There are positive signs for snowfall at last up high over the latter half of this week with a front forecast to move across the Alps and glacier temperatures in the -2 to +2C range. This is colder than it has been pretty much since last winter. So there are some grounds for hope.
Norway’s glacier areas have been reporting that although it has been another week of predominantly sunny weather, snow melting has “almost stopped” as temperatures cool, particularly overnight. The Fonna glacier closed to the public last month but has remained open, until last weekend, for teams booked to use the area, but it decided to end its season last Sunday due to a lack of demand. It’s believed Scandinavia’s highest slopes at Galdhopiggen (0/50cm / 0/20”) are still in use for team training though and like centres ‘on hold’ in the Alps to the south, it hopes to re-open to all as soon as conditions improve with fresh snowfall. It is due to stay open until early November so there is time.
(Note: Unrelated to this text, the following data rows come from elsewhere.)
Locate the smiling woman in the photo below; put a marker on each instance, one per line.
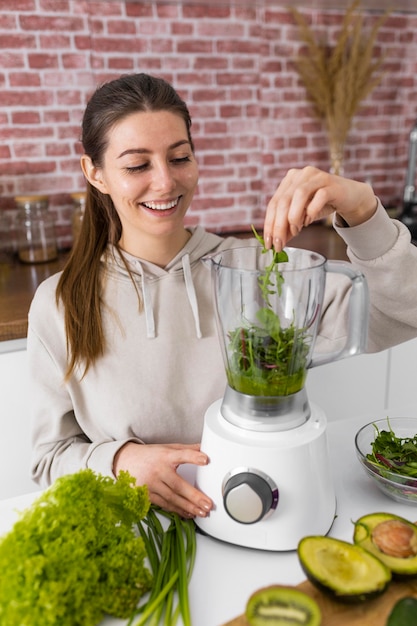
(123, 350)
(151, 182)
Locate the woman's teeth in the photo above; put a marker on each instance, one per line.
(160, 206)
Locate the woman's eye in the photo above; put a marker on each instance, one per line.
(136, 168)
(181, 159)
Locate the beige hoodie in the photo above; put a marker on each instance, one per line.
(163, 366)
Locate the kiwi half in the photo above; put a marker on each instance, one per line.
(282, 606)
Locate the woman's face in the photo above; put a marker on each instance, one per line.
(150, 172)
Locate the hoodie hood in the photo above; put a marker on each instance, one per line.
(125, 266)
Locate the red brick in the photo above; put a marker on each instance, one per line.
(26, 117)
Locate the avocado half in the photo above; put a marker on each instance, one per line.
(392, 539)
(344, 571)
(282, 606)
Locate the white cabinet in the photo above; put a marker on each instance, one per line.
(350, 387)
(15, 448)
(402, 388)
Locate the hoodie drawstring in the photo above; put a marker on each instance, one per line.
(147, 299)
(192, 297)
(147, 304)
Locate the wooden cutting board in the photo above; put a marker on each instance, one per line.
(370, 613)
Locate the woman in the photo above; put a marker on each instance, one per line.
(123, 349)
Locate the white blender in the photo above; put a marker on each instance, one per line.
(268, 472)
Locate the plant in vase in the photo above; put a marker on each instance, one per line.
(338, 77)
(266, 358)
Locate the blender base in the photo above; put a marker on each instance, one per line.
(293, 463)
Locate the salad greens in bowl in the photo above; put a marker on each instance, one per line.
(387, 451)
It’s also worth noting this week that a new dry ski slope has opened at the region’s largest multi-ski-area operator SkiStar’s Hammarbybacken ski hill in Stockholm. The year-round slope is one of Europe’s and the world’s longest at 470 metres and includes a beginner slope and a nursery area. It’s also now just a month until ski areas like Levi and Ruka, up in Finland, open for their 22-23 seasons thanks to snow farming.
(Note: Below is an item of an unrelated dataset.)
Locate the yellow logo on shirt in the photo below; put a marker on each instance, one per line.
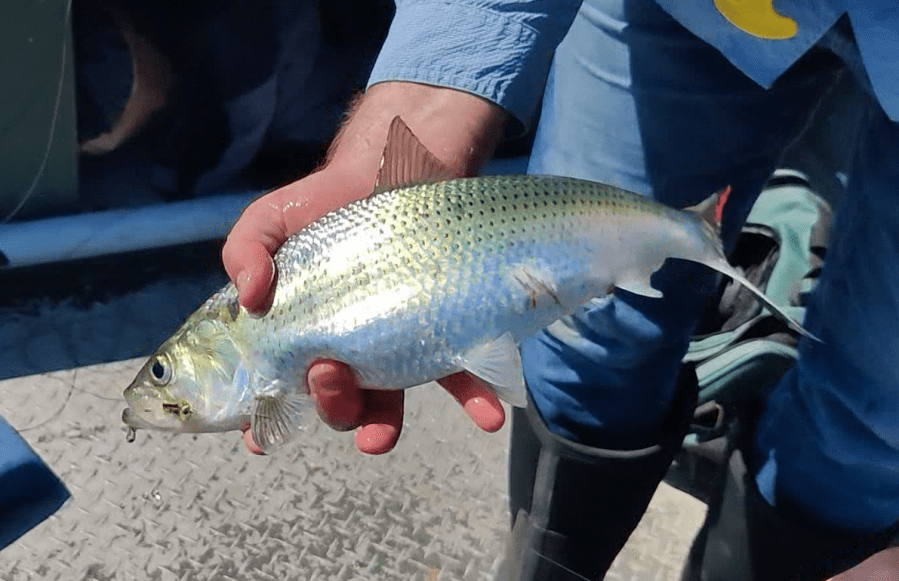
(758, 18)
A predominantly dry and sunny forecast for the coming week but temperatures appear to be definitely cooling with highs of only +5C on higher ski slopes, and lows down to -4C overnight on glaciers.
NORTH AMERICA INTRO
Most parts of North America have had a fairly warm week and the main snow news focus has been the annual attempt to interpret The World Meteorological Organization’s predictions of a third successive (or ‘triple dip’ as its being called) La Niña winter. This means temperatures in surface waters in the Pacific should cool for the third successive year and be 1.2 degrees cooler than when the La Niña started. Typically, La Niña winters do generally bring above-average snowfall for much of the west and some interpret it for the wider world as well, but the last two La Niña winters have been below average for snowfall for many areas. A ‘triple dip’ has only happened three times in the past 70 years though and some on the more optimistic long-range weather forecasting says the last time temperatures dipped over one degree in Pacific surface waters it was a particularly snowy winter – 2010-11. So we can all cling to that hope. If so, best ignore others saying that’s just one scenario and climate change has taken any hope of predictability for El Nino/La Niña away.
NORTH AMERICA FORECAST
It has been warm and sunny even at altitude in recent days and that’s likely to continue for at least the coming week with overnight lows up high not dipping low enough for snow or frost and little or no precipitation forecast anyway. Loveland, in Colorado, continues to target the end of the month to start snowmaking assuming temperatures do dip by then and others in early October. For now, though the only skiing in North America remains indoors at Big Snow in New Jersey.